CI vs credible interval

  • Confidence interval (frequentist): method that covers the true parameter in, say, 95% of repeated experiments.
  • Credible interval (Bayesian): given data and a prior, there’s 95% posterior probability the parameter lies in the interval.

When each matters

  • Frequentist CI: common for reporting and classical A/B.
  • Bayesian credible: natural for decision-making under uncertainty (especially sequential settings), but depends on priors.

Heuristic: CI is about “procedure reliability,” credible is about “belief given assumptions.”


CIs for means

  • If variance known or large n: z-interval
  • If variance unknown: t-interval
  • In real ML ops: if heavy tails or dependence → use bootstrap or robust estimators.

CIs for proportions (rates like CTR)

You’ll see several; some are better behaved than the naive “Wald”:

  • Wilson score interval (often recommended)
  • Agresti–Coull
  • Exact (Clopper–Pearson) conservative

Heuristic: avoid plain Wald for small n or extreme probabilities.


CIs for quantiles (p95/p99 latency)

Quantiles don’t follow simple normal CI formulas.
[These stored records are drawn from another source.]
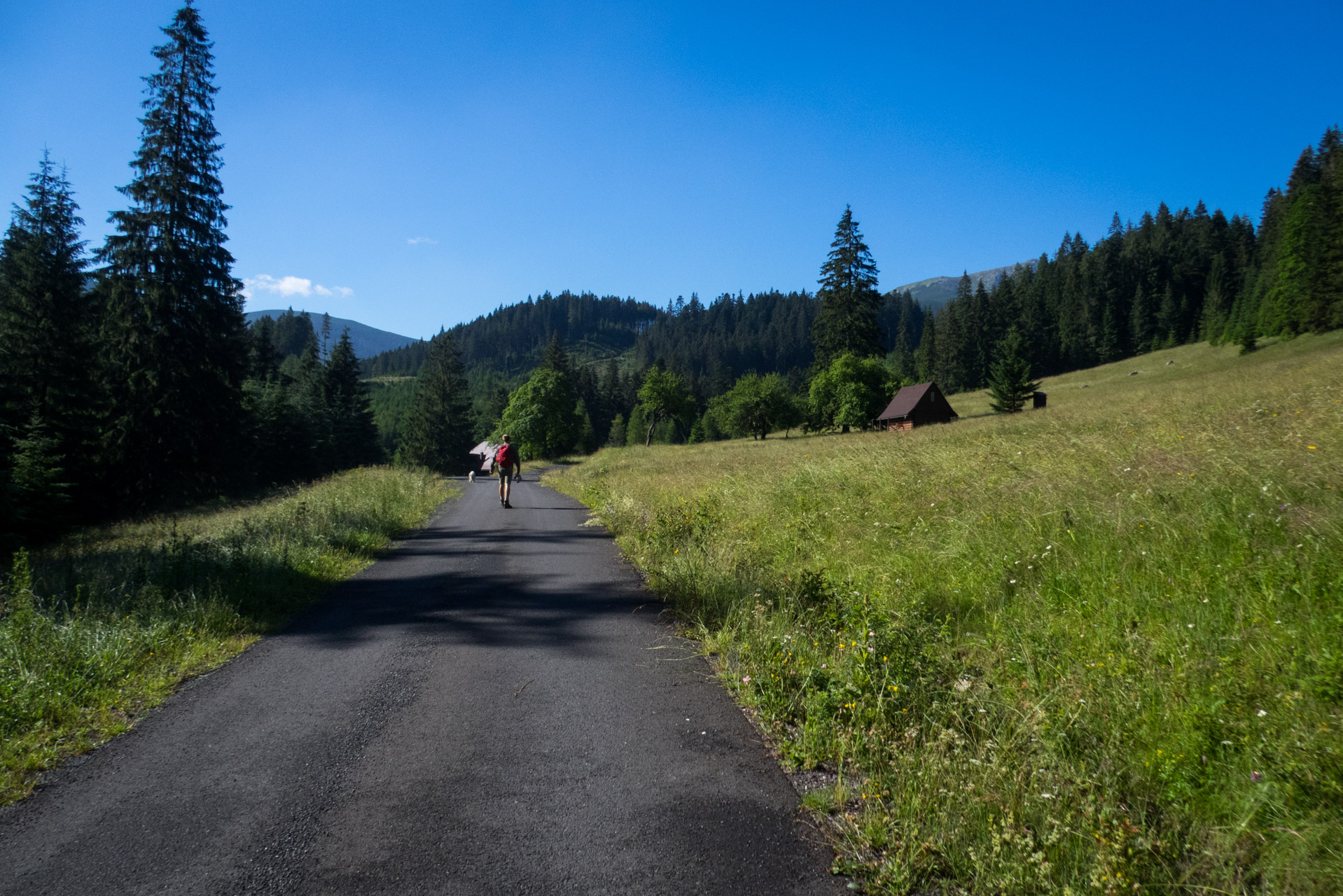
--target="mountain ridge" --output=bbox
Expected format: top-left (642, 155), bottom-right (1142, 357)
top-left (243, 307), bottom-right (420, 358)
top-left (886, 259), bottom-right (1036, 310)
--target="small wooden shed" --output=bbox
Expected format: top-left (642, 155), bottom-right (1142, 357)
top-left (877, 383), bottom-right (960, 433)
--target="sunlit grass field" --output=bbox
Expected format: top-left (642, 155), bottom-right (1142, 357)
top-left (0, 468), bottom-right (450, 805)
top-left (549, 333), bottom-right (1343, 895)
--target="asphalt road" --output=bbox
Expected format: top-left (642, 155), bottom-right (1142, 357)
top-left (0, 477), bottom-right (844, 896)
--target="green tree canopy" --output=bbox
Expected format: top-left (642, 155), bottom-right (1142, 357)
top-left (639, 364), bottom-right (696, 447)
top-left (401, 332), bottom-right (473, 473)
top-left (989, 326), bottom-right (1040, 414)
top-left (0, 152), bottom-right (99, 526)
top-left (811, 206), bottom-right (885, 364)
top-left (323, 328), bottom-right (384, 470)
top-left (499, 367), bottom-right (583, 458)
top-left (698, 373), bottom-right (798, 440)
top-left (99, 3), bottom-right (247, 504)
top-left (807, 354), bottom-right (893, 433)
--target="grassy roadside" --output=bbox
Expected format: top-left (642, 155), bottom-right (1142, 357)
top-left (0, 468), bottom-right (451, 805)
top-left (549, 333), bottom-right (1343, 895)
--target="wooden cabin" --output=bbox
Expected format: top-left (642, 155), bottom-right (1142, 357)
top-left (877, 383), bottom-right (960, 433)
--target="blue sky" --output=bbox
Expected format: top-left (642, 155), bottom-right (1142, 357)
top-left (0, 0), bottom-right (1343, 336)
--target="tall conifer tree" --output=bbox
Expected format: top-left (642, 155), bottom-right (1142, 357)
top-left (401, 332), bottom-right (471, 473)
top-left (99, 0), bottom-right (247, 504)
top-left (0, 152), bottom-right (95, 472)
top-left (811, 206), bottom-right (885, 364)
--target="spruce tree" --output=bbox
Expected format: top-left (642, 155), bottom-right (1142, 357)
top-left (99, 0), bottom-right (247, 505)
top-left (401, 332), bottom-right (471, 473)
top-left (811, 206), bottom-right (885, 364)
top-left (606, 414), bottom-right (626, 447)
top-left (989, 326), bottom-right (1040, 414)
top-left (325, 326), bottom-right (384, 470)
top-left (0, 152), bottom-right (97, 502)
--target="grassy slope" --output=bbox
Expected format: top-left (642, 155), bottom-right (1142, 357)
top-left (0, 468), bottom-right (450, 805)
top-left (553, 333), bottom-right (1343, 893)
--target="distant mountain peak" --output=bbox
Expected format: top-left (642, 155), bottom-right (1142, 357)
top-left (891, 259), bottom-right (1036, 309)
top-left (244, 307), bottom-right (420, 358)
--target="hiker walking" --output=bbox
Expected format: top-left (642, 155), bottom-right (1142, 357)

Options:

  • Order-statistic based intervals (from CDF theory)
  • Bootstrap (most practical)

Heuristic: for p99 latency, use bootstrap + enough sample; otherwise the estimate is mostly noise.


11) Bootstrap confidence intervals (percentile / BCa)

Bootstrap = resample your observed data with replacement many times, compute metric each time, use resulting distribution.

Why it’s huge in ML

  • Works for ugly metrics (AUC, F1, NDCG, custom business metrics)
  • Doesn’t require normality
  • Lets you build CIs for almost anything

Percentile bootstrap

Take the 2.5th and 97.5th percentiles of bootstrap metric values.

BCa (Bias-Corrected and Accelerated)

Adjusts for bias and skewness; better coverage especially for skewed distributions.

Gotchas

  • Bootstrap assumes your sample approximates the population; if you have dependence (multiple events per user), you must cluster bootstrap (resample users, not events).
  • Computational cost; but usually manageable for metric estimation.

Heuristic: if metric is complex or distribution is ugly, bootstrap is the default—just bootstrap the right unit (user/session).


A compact “use in practice” summary

  • Prefer CDF/quantiles for heavy-tailed ops metrics.
  • Always question IID; aggregate or block by user/time.
  • Use CLT-based intervals/tests when assumptions roughly hold and sample is large.
  • Use bootstrap/robust stats when tails/dependence make CLT shaky.
  • Use concentration bounds for fast, assumption-light safety checks.